AI-ACCELERATED DRUG DISCOVERY
Available from Reaxense
This protein is integrated into the Receptor.AI ecosystem as a prospective target with high therapeutic potential. We performed a comprehensive characterization of Ectodysplasin-A including:
1. LLM-powered literature research
Our custom-tailored LLM extracted and formalized all relevant information about the protein from a large set of structured and unstructured data sources and stored it in the form of a Knowledge Graph. This comprehensive analysis allowed us to gain insight into Ectodysplasin-A therapeutic significance, existing small molecule ligands, relevant off-targets, and protein-protein interactions.

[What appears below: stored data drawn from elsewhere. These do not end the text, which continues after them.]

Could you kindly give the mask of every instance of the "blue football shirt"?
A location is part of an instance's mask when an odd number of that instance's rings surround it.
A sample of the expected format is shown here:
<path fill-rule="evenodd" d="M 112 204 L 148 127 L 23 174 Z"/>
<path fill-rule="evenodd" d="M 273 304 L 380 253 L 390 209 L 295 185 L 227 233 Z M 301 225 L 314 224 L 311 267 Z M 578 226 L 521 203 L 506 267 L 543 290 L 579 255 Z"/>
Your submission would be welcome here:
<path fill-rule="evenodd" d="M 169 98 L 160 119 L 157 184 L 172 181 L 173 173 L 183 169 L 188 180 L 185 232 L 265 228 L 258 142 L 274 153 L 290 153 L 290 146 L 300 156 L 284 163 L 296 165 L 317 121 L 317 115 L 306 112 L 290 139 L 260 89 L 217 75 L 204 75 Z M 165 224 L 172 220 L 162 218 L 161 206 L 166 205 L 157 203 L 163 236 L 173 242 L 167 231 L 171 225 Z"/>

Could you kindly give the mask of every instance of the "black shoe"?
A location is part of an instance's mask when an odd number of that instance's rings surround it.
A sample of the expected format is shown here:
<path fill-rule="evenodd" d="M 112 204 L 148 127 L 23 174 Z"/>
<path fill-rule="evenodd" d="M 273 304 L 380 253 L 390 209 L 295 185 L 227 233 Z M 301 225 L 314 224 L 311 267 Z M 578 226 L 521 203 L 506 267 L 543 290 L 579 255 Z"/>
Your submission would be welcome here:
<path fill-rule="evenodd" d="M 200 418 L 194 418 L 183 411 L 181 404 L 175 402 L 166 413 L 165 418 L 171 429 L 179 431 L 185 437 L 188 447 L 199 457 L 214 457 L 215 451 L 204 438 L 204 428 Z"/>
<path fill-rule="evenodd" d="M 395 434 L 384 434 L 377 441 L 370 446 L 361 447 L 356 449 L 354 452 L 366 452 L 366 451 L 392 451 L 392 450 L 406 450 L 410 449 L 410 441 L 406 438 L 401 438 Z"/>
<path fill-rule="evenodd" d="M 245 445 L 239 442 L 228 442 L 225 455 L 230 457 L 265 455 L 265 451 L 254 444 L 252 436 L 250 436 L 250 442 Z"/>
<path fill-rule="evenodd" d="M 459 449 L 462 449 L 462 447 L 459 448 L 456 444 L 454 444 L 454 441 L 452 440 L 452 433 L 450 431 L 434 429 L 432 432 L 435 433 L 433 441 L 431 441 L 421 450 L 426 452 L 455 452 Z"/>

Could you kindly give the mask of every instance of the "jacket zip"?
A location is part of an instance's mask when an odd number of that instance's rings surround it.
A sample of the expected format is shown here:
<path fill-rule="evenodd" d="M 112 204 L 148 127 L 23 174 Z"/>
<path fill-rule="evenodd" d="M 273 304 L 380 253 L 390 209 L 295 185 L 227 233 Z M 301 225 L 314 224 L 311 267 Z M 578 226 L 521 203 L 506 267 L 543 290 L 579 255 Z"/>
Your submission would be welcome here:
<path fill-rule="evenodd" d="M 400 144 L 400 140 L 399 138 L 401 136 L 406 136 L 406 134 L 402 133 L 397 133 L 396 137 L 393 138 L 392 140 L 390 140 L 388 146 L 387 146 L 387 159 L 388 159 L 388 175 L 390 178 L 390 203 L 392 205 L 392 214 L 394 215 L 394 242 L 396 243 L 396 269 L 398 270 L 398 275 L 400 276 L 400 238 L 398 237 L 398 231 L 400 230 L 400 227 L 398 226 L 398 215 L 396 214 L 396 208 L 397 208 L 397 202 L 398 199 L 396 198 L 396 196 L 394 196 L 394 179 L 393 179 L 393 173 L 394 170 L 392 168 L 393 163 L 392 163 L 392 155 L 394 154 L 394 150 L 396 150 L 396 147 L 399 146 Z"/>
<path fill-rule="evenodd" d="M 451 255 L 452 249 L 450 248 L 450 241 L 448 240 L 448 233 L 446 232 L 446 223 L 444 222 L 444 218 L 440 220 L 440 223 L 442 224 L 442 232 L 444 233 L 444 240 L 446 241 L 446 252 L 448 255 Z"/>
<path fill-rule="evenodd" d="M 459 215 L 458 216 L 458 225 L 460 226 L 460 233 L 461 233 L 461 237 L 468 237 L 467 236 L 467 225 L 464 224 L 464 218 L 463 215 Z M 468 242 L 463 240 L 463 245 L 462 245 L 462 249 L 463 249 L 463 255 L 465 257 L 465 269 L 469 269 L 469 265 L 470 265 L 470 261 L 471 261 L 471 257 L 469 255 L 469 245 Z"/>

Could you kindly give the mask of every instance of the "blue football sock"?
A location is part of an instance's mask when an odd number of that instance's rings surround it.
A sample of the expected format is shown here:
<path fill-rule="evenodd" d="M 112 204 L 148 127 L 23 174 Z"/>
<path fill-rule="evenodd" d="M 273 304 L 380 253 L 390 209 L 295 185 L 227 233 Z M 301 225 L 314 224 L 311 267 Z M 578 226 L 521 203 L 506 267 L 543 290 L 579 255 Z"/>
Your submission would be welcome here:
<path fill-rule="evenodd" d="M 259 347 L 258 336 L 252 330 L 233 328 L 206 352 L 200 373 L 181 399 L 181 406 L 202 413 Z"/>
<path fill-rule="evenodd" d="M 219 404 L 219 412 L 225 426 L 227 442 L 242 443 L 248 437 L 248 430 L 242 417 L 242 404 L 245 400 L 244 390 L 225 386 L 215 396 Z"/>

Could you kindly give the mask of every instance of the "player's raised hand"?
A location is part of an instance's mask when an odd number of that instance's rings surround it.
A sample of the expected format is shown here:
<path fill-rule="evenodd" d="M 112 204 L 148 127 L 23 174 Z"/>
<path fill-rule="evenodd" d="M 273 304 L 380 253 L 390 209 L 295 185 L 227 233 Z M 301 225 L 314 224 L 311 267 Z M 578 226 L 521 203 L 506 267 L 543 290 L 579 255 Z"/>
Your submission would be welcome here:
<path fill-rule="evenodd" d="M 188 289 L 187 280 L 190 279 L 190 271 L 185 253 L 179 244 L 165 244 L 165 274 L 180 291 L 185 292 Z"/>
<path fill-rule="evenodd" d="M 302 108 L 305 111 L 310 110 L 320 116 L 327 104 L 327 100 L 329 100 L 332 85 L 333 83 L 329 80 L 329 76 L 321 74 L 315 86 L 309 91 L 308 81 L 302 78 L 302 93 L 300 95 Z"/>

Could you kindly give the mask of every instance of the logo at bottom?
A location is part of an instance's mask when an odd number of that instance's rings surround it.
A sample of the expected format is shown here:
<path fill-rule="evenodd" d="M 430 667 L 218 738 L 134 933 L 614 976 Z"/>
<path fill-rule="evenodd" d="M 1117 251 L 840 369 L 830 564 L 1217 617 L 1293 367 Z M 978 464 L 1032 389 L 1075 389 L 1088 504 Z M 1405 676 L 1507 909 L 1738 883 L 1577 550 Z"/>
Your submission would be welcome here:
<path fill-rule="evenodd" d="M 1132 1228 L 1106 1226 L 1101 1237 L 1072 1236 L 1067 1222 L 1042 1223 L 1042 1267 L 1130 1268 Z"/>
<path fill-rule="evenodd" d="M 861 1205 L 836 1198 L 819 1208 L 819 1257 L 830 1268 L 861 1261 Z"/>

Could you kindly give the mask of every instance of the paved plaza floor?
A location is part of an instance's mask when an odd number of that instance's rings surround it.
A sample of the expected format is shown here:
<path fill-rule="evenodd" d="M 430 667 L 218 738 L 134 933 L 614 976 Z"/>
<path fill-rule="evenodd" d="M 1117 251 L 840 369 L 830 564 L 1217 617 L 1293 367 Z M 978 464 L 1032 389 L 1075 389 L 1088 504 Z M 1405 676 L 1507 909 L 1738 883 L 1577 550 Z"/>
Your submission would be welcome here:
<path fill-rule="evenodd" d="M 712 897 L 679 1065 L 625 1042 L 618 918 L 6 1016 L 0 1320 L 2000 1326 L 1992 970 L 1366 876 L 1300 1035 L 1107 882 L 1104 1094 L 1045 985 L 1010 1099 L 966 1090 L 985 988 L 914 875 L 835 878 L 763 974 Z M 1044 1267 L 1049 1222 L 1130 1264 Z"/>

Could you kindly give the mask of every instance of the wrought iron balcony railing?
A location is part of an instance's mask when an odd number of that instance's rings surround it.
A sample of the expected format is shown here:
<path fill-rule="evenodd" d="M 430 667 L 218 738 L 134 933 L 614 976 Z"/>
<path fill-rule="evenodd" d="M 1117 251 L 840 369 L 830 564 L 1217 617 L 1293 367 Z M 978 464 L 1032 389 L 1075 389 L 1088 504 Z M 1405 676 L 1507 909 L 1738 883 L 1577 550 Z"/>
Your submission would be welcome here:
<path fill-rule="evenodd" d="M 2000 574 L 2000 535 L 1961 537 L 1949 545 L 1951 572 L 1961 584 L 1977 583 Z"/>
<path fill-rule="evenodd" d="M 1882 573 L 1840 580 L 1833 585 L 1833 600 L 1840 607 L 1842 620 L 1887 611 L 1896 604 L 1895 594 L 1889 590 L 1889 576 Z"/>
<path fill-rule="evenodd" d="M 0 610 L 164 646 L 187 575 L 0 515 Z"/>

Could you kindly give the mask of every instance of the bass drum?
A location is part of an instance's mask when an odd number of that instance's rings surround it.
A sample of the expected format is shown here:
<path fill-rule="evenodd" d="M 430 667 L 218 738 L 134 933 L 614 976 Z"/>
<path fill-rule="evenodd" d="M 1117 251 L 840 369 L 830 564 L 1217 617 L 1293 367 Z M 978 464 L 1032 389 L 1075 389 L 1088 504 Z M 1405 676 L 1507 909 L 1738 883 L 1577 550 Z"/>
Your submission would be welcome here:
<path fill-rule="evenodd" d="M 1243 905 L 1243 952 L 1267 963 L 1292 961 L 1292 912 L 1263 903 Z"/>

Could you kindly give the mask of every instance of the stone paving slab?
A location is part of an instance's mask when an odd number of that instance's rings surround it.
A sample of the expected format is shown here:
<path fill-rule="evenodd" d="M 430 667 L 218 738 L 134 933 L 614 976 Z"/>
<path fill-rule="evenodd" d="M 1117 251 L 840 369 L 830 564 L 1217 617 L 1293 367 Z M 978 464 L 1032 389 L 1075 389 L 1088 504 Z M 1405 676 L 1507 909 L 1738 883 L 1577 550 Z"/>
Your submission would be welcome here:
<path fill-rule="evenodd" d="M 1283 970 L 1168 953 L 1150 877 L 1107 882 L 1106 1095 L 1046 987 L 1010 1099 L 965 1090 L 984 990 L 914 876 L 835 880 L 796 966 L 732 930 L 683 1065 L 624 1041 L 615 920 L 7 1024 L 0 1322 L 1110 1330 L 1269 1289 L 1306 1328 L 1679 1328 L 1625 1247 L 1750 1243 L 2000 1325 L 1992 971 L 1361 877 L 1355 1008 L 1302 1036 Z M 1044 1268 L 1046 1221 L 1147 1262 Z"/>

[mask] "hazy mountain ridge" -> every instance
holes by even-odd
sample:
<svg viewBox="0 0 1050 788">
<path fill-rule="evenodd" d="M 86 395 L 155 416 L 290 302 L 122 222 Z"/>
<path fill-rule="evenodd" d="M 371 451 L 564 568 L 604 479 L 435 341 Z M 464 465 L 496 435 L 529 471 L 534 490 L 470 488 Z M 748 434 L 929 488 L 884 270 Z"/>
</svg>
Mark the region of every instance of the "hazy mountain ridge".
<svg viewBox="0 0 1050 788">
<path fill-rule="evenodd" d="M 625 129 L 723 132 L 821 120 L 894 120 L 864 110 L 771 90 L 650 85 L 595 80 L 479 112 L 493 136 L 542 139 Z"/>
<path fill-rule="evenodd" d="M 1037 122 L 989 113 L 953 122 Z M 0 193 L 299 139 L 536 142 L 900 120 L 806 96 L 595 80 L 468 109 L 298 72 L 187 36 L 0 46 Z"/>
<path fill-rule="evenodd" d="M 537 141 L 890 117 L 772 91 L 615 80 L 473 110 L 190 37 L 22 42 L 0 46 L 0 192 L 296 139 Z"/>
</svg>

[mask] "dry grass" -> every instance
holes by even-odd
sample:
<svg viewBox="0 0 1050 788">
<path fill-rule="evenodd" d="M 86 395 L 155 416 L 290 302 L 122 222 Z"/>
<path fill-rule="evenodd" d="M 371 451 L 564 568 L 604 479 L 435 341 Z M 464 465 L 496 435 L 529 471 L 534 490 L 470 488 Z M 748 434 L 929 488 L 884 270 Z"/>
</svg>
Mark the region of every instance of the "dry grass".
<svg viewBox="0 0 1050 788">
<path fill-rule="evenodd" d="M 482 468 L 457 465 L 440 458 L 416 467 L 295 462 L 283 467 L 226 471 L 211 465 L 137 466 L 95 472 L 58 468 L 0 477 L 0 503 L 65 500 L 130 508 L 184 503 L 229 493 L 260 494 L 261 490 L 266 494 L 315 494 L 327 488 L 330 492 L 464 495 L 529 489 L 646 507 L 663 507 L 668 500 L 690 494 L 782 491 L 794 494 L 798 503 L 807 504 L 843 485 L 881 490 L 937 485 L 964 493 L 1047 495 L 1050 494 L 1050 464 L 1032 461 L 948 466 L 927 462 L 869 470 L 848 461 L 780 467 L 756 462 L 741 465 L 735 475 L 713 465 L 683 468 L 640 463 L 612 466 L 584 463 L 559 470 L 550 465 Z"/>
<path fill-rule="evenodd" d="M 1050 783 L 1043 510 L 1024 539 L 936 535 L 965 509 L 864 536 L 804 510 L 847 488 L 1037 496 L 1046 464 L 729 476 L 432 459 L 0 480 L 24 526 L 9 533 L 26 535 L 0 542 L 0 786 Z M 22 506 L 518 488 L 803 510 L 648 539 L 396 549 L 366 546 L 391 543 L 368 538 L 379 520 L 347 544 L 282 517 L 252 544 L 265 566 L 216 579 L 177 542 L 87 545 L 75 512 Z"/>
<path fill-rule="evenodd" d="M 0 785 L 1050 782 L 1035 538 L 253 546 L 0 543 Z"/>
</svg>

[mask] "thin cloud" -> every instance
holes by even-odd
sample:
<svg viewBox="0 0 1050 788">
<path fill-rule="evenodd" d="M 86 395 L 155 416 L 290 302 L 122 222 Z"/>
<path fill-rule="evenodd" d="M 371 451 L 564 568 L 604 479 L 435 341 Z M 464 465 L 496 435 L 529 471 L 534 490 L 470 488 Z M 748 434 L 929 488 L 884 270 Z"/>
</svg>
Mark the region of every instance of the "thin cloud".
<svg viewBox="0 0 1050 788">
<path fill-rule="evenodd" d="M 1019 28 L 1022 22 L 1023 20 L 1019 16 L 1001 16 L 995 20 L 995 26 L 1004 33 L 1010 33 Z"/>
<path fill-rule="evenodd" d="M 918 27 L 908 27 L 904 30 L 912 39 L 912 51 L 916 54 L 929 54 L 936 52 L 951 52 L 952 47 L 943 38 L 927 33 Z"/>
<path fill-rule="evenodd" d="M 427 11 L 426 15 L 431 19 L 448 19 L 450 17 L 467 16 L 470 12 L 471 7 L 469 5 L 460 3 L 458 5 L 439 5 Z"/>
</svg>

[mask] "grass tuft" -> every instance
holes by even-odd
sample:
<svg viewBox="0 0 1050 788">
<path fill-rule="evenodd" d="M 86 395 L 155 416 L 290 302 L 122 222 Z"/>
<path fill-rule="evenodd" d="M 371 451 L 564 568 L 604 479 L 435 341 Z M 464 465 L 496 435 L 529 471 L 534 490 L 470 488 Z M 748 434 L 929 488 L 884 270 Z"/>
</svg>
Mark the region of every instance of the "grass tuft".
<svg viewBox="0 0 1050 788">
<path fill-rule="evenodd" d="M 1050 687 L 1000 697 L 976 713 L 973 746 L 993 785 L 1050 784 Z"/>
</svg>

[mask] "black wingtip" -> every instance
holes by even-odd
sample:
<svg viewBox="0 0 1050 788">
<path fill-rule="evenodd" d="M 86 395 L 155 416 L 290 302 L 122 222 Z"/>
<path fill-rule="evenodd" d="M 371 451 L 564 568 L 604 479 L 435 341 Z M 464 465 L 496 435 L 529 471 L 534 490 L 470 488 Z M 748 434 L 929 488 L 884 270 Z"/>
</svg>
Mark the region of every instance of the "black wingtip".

Fig. 1. Preliminary target research workflow
2. AI-Driven Conformational Ensemble Generation
Starting from the initial protein structure, we employed advanced AI algorithms to predict alternative functional states of Ectodysplasin-A, including large-scale conformational changes along "soft" collective coordinates. Through molecular simulations with AI-enhanced sampling and trajectory clustering, we explored the broad conformational space of the protein and identified its representative structures. Utilizing diffusion-based AI models and active learning AutoML, we generated a statistically robust ensemble of equilibrium protein conformations that capture the receptor's full dynamic behavior, providing a robust foundation for accurate structure-based drug design.
Fig. 2. AI-powered molecular dynamics simulations workflow
3. Binding pockets identification and characterization
We employed the AI-based pocket prediction module to discover orthosteric, allosteric, hidden, and cryptic binding pockets on the protein’s surface. Our technique integrates the LLM-driven literature search and structure-aware ensemble-based pocket detection algorithm that utilizes previously established protein dynamics. Tentative pockets are then subject to AI scoring and ranking with simultaneous detection of false positives. In the final step, the AI model assesses the druggability of each pocket enabling a comprehensive selection of the most promising pockets for further targeting.
Fig. 3. AI-based binding pocket detection workflow
4. AI-Powered Virtual Screening
Our ecosystem is equipped to perform AI-driven virtual screening on Ectodysplasin-A. With access to a vast chemical space and cutting-edge AI docking algorithms, we can rapidly and reliably predict the most promising, novel, diverse, potent, and safe small molecule ligands of Ectodysplasin-A. This approach allows us to achieve an excellent hit rate and to identify compounds ready for advanced lead discovery and optimization.
Fig. 4. The screening workflow of Receptor.AI
Receptor.AI, in partnership with Reaxense, developed a next-generation technology for on-demand focused library design to enable extensive target exploration.
The focused library for Ectodysplasin-A includes a list of the most effective modulators, each annotated with 38 ADME-Tox and 32 physicochemical and drug-likeness parameters. Furthermore, each compound is shown with its optimal docking poses, affinity scores, and activity scores, offering a detailed summary.
Ectodysplasin-A
partner:
Reaxense
upacc:
Q92838
UPID:
EDA_HUMAN
Alternative names:
Ectodermal dysplasia protein
Alternative UPACC:
Q92838; A0AUZ2; A2A337; B7ZLU2; B7ZLU4; O75910; Q5JS00; Q5JUM7; Q9UP77; Q9Y6L0; Q9Y6L1; Q9Y6L2; Q9Y6L3; Q9Y6L4
Background:
Ectodysplasin-A, also known as Ectodermal dysplasia protein, plays a pivotal role in the development of ectodermal organs through epithelial-mesenchymal signaling. It activates the DEATH-domain containing receptors EDAR and EDA2R, essential for morphogenesis. Additionally, it may contribute to cell adhesion processes.
Therapeutic significance:
Ectodysplasin-A is crucial in understanding Ectodermal dysplasia 1, hypohidrotic, X-linked, and selective tooth agenesis, X-linked, 1. These conditions, caused by gene variants affecting Ectodysplasin-A, highlight its potential as a target for therapeutic intervention, promising advancements in treatment strategies.